There is also a timeout timer that is reset every time a signal transition interrupt triggers. If the timeout expires at any point in the state machine, the firmware will consider this packet corrupt or missing bits and transition back into its idle state.

The logic for converting the opacity level to the actual PWM signals isn’t too complicated but is a bit trickier than expected.

Because the opacity is controlled with a voltage differential between the two panes, one might think that only a single PWM control line is needed while the second pane can be grounded. Unfortunately, a long-running DC bias on the glass is bad for the internal polarization particles, so it must be controlled where the differential can be varied, but has a net bias of 0V over time.

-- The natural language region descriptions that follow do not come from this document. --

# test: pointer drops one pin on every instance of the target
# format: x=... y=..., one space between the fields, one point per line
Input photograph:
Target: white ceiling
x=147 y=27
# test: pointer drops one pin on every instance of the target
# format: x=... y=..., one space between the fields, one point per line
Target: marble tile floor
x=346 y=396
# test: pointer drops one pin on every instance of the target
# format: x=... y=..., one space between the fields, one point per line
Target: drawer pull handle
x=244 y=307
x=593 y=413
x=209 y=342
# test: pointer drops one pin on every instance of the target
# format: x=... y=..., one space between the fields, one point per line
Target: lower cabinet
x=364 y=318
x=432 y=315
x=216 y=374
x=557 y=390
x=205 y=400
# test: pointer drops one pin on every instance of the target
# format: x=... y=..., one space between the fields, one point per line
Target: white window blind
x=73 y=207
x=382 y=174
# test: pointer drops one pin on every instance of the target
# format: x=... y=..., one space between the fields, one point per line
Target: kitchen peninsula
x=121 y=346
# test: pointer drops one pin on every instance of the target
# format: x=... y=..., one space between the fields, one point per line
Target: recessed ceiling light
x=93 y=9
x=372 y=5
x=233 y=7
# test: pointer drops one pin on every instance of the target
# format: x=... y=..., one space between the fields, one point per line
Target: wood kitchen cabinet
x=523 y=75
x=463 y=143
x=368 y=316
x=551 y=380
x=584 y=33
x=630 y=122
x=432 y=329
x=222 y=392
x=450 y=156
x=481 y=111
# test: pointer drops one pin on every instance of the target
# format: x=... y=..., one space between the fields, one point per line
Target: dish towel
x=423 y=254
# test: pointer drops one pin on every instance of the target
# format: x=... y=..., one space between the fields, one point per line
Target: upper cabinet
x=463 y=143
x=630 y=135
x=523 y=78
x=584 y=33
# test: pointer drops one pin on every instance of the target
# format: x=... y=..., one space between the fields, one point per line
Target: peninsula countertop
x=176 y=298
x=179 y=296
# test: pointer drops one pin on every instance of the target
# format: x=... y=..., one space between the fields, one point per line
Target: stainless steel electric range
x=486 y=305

That’s why two separately configured PWM peripherals are needed. See the diagrams below for the difference between the 0V DC bias PWM signals and simply using one PWM signal.

Driver firmware

The driver firmware is standard STM32 firmware using the HAL and LL generated from CubeMX. I chose to use FreeRTOS for simplicity but it could easily have been done bare-metal. There are four total FreeRTOS tasks, only two of which are necessary for the driver’s functionality:

• input data task
• output data task
• CLI task
• heartbeat task

The input data task uses DMA with the incoming UART channel from the RS-485 transceiver to read in all incoming bytes. It checks to make sure there is a valid start nibble and that the driver address in the packet matches its own address. If so, it pushes the read-in bytes into a queue and signals the output data task.

The output data task blocks on a notification from the input data task that a packet has been received. Once it has, it reads out the actual node opacity data from the driver packet data, packages that up in a node packet (structure described in the ‘Node firmware’ section), and sends it out the GPIO connected to the 12V line driver IC.

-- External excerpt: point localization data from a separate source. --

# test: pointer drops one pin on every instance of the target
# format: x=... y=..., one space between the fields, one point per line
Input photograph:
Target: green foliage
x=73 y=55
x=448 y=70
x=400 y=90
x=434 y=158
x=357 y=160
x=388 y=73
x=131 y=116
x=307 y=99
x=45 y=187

The CLI task is purely for debugging and development and implements a few simple commands and responses over a separate UART. The heartbeat task is a simple LED blink to show externally that the driver is still operating as expected and hasn’t encountered any faults.

Software

This project was my first foray into TouchDesigner as the main design and content generator for the piece. I started with a simple python script for generating basic patterns and outputting the driver packets but transitioned this into TouchDesigner to enable more complex visuals.

I created a grid of cubes within TouchDesigner to act as my basic rendering template and then piped each of the generated patterns across these cubes. I developed a basic UI that allows for switching between certain patterns, adjusting the rate or orientation of those patterns, and manually taking control of the nodes to sync better with live content.

The output of the patterns was broken down by driver channel and inserted into driver packets using components of the python script that I initially used for testing.